In precedenza gli itinerari della geografia umanistica avevano condotto Golovanov al grande nord, e da cinque spedizioni all’isola artica di Kolguev era scaturito il suo primo libro, tradotto in francese come Éloge des voyages insensés. L’ultima parte di Verso le rovine di Cevengur è una lunga ricognizione sul viaggio della parola dopo che lo scrittore la lascia, su come i panorami artici siano divenuti in francese leggeri come una farfalla, tra un delizioso trattatello sulla gioia alla comparsa dell’emissaria della piccola casa editrice Verdier e il curioso intreccio di trionfo e modestia nella narrazione di sé al festival di letteratura di viaggio di Saint-Malo. Virando a Occidente, il nostro libro va a costituire anche un ponte tra i due climax del testo, entrambi ramificate concrezioni di biografia altrui e entrambi all’insegna della candida ma sempre problematizzata fede anarchica dell’autore: Bakunin da un lato, il cui mito è decostruito per la sventatezza un po’ cialtronesca e per il ricorso alla violenza, e il drammaturgo francese Armand Gatti dall’altro, partigiano senza fucile che recita poesie agli alberi mentre monta la guardia e sfida i nazisti e poi il capitale con la sola forza dirompente della parola.

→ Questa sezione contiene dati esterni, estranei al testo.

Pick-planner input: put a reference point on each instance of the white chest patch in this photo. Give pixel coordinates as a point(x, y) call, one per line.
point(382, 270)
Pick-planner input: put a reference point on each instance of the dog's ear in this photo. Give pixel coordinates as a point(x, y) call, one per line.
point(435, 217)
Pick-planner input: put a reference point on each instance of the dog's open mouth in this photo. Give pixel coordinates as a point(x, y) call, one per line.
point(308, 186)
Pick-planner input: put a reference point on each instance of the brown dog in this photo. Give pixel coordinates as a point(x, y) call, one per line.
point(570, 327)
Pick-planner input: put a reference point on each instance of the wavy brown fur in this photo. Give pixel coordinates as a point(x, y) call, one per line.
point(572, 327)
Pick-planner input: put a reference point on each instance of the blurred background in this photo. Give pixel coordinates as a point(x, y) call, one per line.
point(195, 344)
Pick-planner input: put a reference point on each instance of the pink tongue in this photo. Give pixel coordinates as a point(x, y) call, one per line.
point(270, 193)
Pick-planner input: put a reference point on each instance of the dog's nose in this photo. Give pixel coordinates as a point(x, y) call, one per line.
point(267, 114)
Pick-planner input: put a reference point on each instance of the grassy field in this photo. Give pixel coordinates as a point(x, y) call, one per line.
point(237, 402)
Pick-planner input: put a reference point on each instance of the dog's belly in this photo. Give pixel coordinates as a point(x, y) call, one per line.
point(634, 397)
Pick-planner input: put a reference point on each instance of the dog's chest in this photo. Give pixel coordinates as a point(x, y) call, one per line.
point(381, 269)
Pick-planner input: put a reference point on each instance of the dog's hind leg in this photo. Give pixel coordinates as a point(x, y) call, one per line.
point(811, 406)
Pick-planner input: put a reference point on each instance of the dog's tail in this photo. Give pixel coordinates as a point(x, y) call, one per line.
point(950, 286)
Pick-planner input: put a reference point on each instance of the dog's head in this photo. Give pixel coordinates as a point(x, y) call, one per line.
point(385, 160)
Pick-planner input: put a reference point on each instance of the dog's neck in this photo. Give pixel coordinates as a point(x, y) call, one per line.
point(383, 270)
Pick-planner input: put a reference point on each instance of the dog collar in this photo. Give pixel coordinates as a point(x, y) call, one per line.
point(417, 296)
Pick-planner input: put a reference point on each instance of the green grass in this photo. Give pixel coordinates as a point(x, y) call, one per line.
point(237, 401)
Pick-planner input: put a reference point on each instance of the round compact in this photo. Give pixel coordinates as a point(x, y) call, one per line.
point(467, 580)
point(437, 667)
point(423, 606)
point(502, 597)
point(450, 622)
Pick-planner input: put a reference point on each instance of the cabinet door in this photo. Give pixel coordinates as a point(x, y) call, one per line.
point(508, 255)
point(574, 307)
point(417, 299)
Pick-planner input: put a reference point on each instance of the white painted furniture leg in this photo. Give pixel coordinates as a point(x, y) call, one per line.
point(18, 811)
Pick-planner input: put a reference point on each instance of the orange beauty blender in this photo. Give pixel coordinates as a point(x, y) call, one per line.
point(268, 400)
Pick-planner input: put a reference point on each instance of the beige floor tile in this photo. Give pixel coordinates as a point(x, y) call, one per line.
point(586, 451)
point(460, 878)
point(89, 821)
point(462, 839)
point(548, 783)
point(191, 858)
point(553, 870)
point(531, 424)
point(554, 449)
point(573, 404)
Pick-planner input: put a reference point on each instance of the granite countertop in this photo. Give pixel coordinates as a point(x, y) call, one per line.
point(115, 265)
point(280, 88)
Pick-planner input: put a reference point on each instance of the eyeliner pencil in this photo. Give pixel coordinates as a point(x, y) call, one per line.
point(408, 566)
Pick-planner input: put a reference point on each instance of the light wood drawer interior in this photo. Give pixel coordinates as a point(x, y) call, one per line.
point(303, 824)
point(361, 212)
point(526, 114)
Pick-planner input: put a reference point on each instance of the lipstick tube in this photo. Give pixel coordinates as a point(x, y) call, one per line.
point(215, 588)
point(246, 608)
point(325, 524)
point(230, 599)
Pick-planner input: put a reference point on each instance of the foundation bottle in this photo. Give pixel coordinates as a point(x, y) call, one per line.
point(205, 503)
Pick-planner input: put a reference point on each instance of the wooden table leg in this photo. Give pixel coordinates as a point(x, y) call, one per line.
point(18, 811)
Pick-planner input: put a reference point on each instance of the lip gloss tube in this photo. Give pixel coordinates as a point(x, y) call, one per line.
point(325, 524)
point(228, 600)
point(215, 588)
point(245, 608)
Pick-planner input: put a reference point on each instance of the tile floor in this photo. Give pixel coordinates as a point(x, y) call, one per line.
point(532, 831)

Gatti è l’emblema della resistenza morale e intellettuale come valore supremo e della rivoluzione come rinuncia al potere, o meglio, della rivoluzione fallita, veicolo degli autentici germi di rinnovamento della società. Gigantesco patriarca ottantenne all’inizio del millennio, ha anche la straordinaria fisicità ieratica che spesso contraddistingue la stirpe dei «maaatti completi», i veri protagonisti del libro, via via elencati a partire da ogni vecchio e vecchia della provincia russa con gli occhi di bambino, dai giovani anarchici che passano l’estate a ristrutturare la tenuta di famiglia di Bakunin, fino all’unico abitante di Cevengur incontrato per certo, seduto in mezzo alla steppa a leggere La scala del paradiso di Giovanni Climaco. E poi, di qua dello spartiacque culturale, accanto a Gatti, il travolgente libraio di Tulle che ha venduto per entusiasmo duemila copie del libro di Golovanov facendosi insieme imbonitore, oste e confessore, i filosofi di montagna che vivono in una comune dal ’68, il traduttore di Charms e Chlebnikov, capace di assumere l’aspetto fisico dei suoi scrittori.

Per trovare, da rabdomante dell’anima, i suoi consimili, Golovanov non si limita ad ancorarsi ai ben saldi cardini dell’ideologia e della fantasia, ma fa precipitare sulla pagina luoghi poetici in grande concentrazione, che agiscono da lievito capace di incendiare la prosa: la spiaggia oceanica in bassa marea vista, a più riprese, come vetro e specchio, che diviene rifrazione dell’intero universo nel corridoio degli specchi al Musée de l’Homme a Parigi; oppure le pagine in cui il Platonov alchimista estrae la Russia della steppa dall’assenzio, la concia al sole e la passa poi attraverso i cilindri delle locomotive. Golovanov, senza dubbio, intende imitarlo, e attraverso un’inaudita geografia metafisica prova a risvegliare il potenziale mitico di una terra in grave stato d’amnesia.